Kathmandu (and Nepal altogether) is a fascinating place. Not least due to the many Holy Men, some of which seem to just fool people from their money and smoke dope all day mainly at Pashupatinah. On the other hand, very deep cultural and religious traditions (many really beautiful) are living with the people today. At Pashupatinah you can witness the ceremonies, first clensing and then cremating bodies. The stream is continuous and the ashes are washed in the river. No headstone for anyone. People live in the minds of those whom they have touched in their lifetime. Some kids scavenge the cracks in the Stones by the river to find a gold tooth or two. This is seen as acceptable and even encouraged. They make a living and gold teeth do no longer belong to anyone, the owner has passed on. Otherwise there would also be quite s treasure in the river. Death is just a passing from one life to another and as such, not a sad thing. A Nepalese person has three birthdays and some may even be secret. When you are born, a star map is drawn and predictions made from it by a priest and that is a very sacred document kept safely and only upon marriage the two maps are compared. This can be a very long document as a paper roll. As a Nepalese, you need your priest often to do varying kinds of exorcism and maneuvers to remove bad omens from your life. Against a fee of course. There are after all some 33 million different gods and their reincarnations. Superstitious beliefs still prevail in everyday life. If you have a tooth acke, you first nail a coin in a lump at the end of the “dentist street” and if that does not help, go to the actual dentist. Kathmandu is, like many bigger cities, leading the way in modernisation. If some 75% of marriages are arranged in Nepal, the number in Kathmandu is 50%. Divorce is a tabu and often causes exclusion from the very important extended family. And you should not marry below your caste. And upon opening a bank account, you must be able to draw a map to your house! The address is not accurate enough.

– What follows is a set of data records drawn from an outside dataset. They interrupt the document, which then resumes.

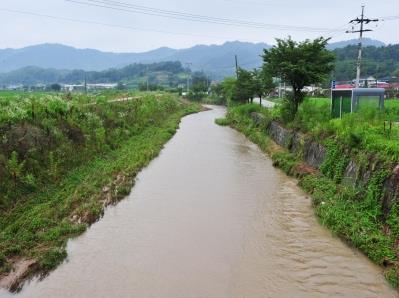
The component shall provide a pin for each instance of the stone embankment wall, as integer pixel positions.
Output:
(314, 154)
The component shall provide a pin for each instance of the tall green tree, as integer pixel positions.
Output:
(263, 83)
(300, 64)
(245, 86)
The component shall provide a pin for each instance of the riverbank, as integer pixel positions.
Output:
(353, 190)
(36, 227)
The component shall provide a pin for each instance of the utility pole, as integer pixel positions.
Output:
(360, 21)
(147, 78)
(85, 83)
(236, 66)
(188, 64)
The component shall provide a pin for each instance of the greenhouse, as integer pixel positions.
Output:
(345, 101)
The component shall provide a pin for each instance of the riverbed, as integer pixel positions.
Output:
(211, 217)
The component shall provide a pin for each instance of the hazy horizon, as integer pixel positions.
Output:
(87, 26)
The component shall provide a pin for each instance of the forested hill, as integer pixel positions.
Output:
(169, 73)
(379, 62)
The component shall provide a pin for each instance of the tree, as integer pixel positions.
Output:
(245, 86)
(121, 86)
(55, 87)
(300, 64)
(228, 87)
(263, 83)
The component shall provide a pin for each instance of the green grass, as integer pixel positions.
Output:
(354, 213)
(39, 224)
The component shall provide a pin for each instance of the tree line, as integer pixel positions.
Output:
(299, 64)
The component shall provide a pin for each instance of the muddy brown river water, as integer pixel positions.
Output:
(211, 218)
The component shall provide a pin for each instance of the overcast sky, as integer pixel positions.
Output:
(147, 32)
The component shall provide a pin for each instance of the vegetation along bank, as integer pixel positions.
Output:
(63, 159)
(348, 165)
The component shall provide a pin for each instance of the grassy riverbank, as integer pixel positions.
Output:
(87, 166)
(356, 213)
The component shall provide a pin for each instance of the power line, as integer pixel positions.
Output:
(105, 24)
(126, 7)
(360, 21)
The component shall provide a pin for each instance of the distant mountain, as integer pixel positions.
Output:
(161, 73)
(216, 60)
(368, 42)
(212, 58)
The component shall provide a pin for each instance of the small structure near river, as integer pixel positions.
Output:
(344, 101)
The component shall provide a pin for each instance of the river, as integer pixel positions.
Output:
(211, 218)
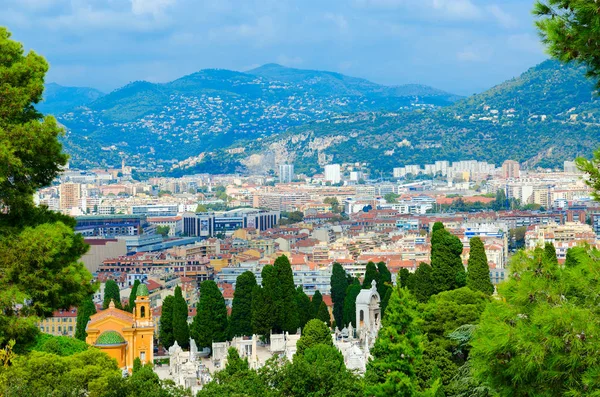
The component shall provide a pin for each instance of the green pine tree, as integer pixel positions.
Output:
(84, 312)
(210, 322)
(422, 283)
(370, 275)
(550, 253)
(350, 304)
(315, 304)
(304, 306)
(111, 292)
(478, 276)
(181, 331)
(315, 333)
(385, 279)
(323, 314)
(339, 285)
(240, 321)
(165, 330)
(262, 313)
(287, 314)
(397, 351)
(386, 300)
(133, 296)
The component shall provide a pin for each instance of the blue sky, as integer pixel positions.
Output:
(462, 46)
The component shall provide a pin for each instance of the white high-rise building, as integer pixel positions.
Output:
(333, 173)
(286, 173)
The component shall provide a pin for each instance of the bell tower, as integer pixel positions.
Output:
(142, 314)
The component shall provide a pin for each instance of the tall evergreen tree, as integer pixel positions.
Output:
(397, 351)
(448, 270)
(269, 299)
(210, 322)
(478, 276)
(550, 253)
(370, 275)
(287, 312)
(315, 304)
(304, 306)
(40, 250)
(133, 296)
(339, 285)
(422, 285)
(323, 314)
(181, 330)
(385, 279)
(84, 312)
(386, 300)
(240, 321)
(350, 304)
(111, 292)
(165, 329)
(315, 333)
(262, 314)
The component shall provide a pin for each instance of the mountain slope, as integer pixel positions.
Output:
(213, 108)
(542, 118)
(59, 99)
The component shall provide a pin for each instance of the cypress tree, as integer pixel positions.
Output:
(448, 270)
(315, 333)
(262, 314)
(210, 322)
(370, 275)
(386, 300)
(181, 331)
(84, 312)
(423, 286)
(287, 316)
(478, 276)
(240, 321)
(304, 306)
(339, 285)
(111, 292)
(550, 254)
(405, 276)
(315, 304)
(270, 294)
(397, 351)
(165, 330)
(133, 296)
(323, 314)
(350, 304)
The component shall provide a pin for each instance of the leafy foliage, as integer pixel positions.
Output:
(165, 330)
(240, 322)
(478, 276)
(539, 338)
(210, 322)
(181, 331)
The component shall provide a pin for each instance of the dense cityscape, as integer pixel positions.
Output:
(281, 231)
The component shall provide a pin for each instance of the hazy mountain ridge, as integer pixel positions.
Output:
(59, 99)
(545, 116)
(215, 108)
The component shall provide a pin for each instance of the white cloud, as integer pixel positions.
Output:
(504, 19)
(154, 7)
(338, 20)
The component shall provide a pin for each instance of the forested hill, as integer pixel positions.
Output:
(59, 99)
(543, 117)
(214, 108)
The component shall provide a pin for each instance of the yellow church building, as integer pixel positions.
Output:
(122, 335)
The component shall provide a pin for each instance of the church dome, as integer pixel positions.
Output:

Mahendra Highway, Heading out Towards West Bengal
Riding through Kathmandu was relatively straight forward. The continued Indian embargo has reduced the traffic in the capital to a minimun. Due to some practical issues with not being able to get my bike across the border, I was now traveling with Ram and his cousin as my guides. Good to have company for a change. The road we took was a Japan made, absolutely fantastic Mahendra Highway across the valleys and mountains. Road surface was much better that I have seen anywhere in Nepal. A really enjoyable ride. The weather was getting hot again and we even saw a few drops of rain on the way.
On a practical note, as bikes are such a common means of transportation, there a some small innovations around. Like little hooks on crash bars for your shopping. Safely from the engine but low for stability.
Road Rage and Calm After Storm.
On the lowlands, very near the Indian border ethnic groups built barricades across the road, bully and scare travelers. Our first road block was full of angry, drunken young yobs armed with sticks and stones. Luckily we managed to approach them carefully enough and with a foreigner they were slightly more hesitant with their approach. Some yelling and otherwise threatening behaviour though. The outcome of brief deliberation was that I can pass through but Ram and his cousin could not. Some more negotiating explaining that I could not continue without my guide and and eventually I got a “we must think” reply. Thinking was quickly done and the awkward traveller was gotten rig off. We could pass. There were seven road blocks altogether and after we passed the first, most threatening barricade, the rest were easier. Still scary, let me confess! On a dry river bed, we encountered a very sad (to me anyway) view of a burial of a mother and a child. The mother was cremated and the child was buried in the soil. A group of mourners were gathering to the site. Eventually the river will wash away the remains and according to hindu religion, the deceased will become one with fire, earth, sky, water and air. The evening really made the trip. We stayed at Ram’s uncle’s place in Surunga. This was a truly traditional Nepalese family and their house in the country. What a wonderful stay in a house on stilts with farm animals around. Goats, chickens, cows, pigs,.. And the best dumplings I have ever had, freshly made. A nice evening with some drinks and general chatter.
The following morning I thought I was looking at the tea to boil. This was no tea after all. It was Rakshi, a local kind of moonshine being made.